President Trump will gather his Cabinet at Camp David on Wednesday to push for an agreement ending the war with Iran, a war his administration said only days ago was nearly settled.
The setting is the tell: presidents do not summon their entire national security team to a presidential retreat for a deal that is actually finished.
A Deal Announced, Then Unannounced
The pattern by now is hard to miss. The White House declares an Iran settlement essentially complete, the markets and the cable chyrons absorb the news, and then the agreement recedes back into a phase officials describe as still in flux. Days after Trump said the terms had been largely negotiated, Secretary of State Marco Rubio was telling reporters that talks on reopening the Strait of Hormuz and extending the ceasefire would take several more days.
That gap, between the announcement and the reality, is the story worth watching. A Camp David Cabinet meeting is a show of command. It is also an admission that the thing the president keeps describing as nearly done requires the full weight of his administration to drag across a line it has not yet crossed. As NPR reported, the gathering comes at a precarious moment for negotiations, not a triumphant one.
It helps to remember how the two sides arrived here. The highest-level direct contact between Washington and Tehran since the 1979 revolution came in April, when Vice President JD Vance met Iranian parliament speaker Mohammad Bagher Ghalibaf in Islamabad. Those talks collapsed without an agreement, and Trump responded by ordering the Navy to blockade the Strait of Hormuz. The diplomacy that is now supposedly days from completion grew directly out of a failure that the president answered with force, which is worth keeping in mind every time the finish line is declared close.
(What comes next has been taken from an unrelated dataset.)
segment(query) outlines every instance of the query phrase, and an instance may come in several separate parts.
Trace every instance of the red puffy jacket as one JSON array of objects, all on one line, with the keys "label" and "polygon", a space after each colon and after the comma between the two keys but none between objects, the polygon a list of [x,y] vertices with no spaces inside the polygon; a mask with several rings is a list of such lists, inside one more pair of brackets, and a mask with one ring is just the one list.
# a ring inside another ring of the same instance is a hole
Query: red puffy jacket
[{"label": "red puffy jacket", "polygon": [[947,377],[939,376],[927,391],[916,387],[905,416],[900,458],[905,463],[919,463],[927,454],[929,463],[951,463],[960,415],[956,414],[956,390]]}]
Iran Calls the Latest Strikes a Sign of Bad Faith
The diplomacy is not happening in a quiet room. Over the weekend, the U.S. military struck targets in southern Iran that it identified as missile launch sites and minelaying boats, and it framed the operation as restraint given an eight-week-old ceasefire. Tehran saw it differently. Iran’s foreign ministry condemned the strikes as a sign of “bad faith and unreliability,” called them a ceasefire violation, and warned that Washington would bear responsibility for all consequences, language Fortune reported as the negotiations pressed on.
This is the contradiction at the center of the entire effort. The administration is bombing the country it says it is days from signing a peace deal with, and it is asking that country to reopen the Strait of Hormuz, the waterway that carried roughly a fifth of the world’s crude oil before the war, while the strikes continue. A ceasefire in its eighth week that still produces airstrikes is not a ceasefire in any meaningful sense. It is a pause that both sides keep testing.
The cost of that testing does not stay in the Persian Gulf. With the strait still effectively closed, the energy premium has flowed straight into American households through two months of elevated gas prices and the broader inflation drag that comes with a war risk priced into every barrel. Every week the deal slips is another week families absorb the difference, which is the part of this story that rarely makes it into the announcements from the podium.
The Sticking Points Nobody Has Solved
Underneath the optics sit the unresolved questions that have stalled this deal for weeks. Negotiators are still fighting over the language governing Iran’s nuclear program and the sequencing of sanctions relief. A separate dispute concerns whether any ceasefire will also cover Israel’s operations against Hezbollah in Lebanon, with Tehran insisting that Lebanon be folded into the agreement and Washington resisting.
There is also dissent inside Trump’s own coalition. Reporting around the Cabinet meeting has noted that some of the president’s own backers worry the emerging deal could embolden Iran rather than contain it, a critique that lands awkwardly for an administration that promised a quick and decisive resolution. When the hawks who supported the war start questioning the terms of the peace, the Camp David gathering reads less like a victory lap and more like an attempt to hold the room together.
What the Ninth Week Looks Like
A Cabinet photo at Camp David does not reopen the strait, lower the gas prices that have squeezed American households through two months of conflict, or resolve the nuclear language that has stalled the talks since the spring. It signals urgency, and urgency is its own kind of confession.
The question now is not whether Trump will announce a deal. He has effectively done that more than once. It is whether the next announcement will survive contact with Tehran, the markets, and his own party longer than the last one did.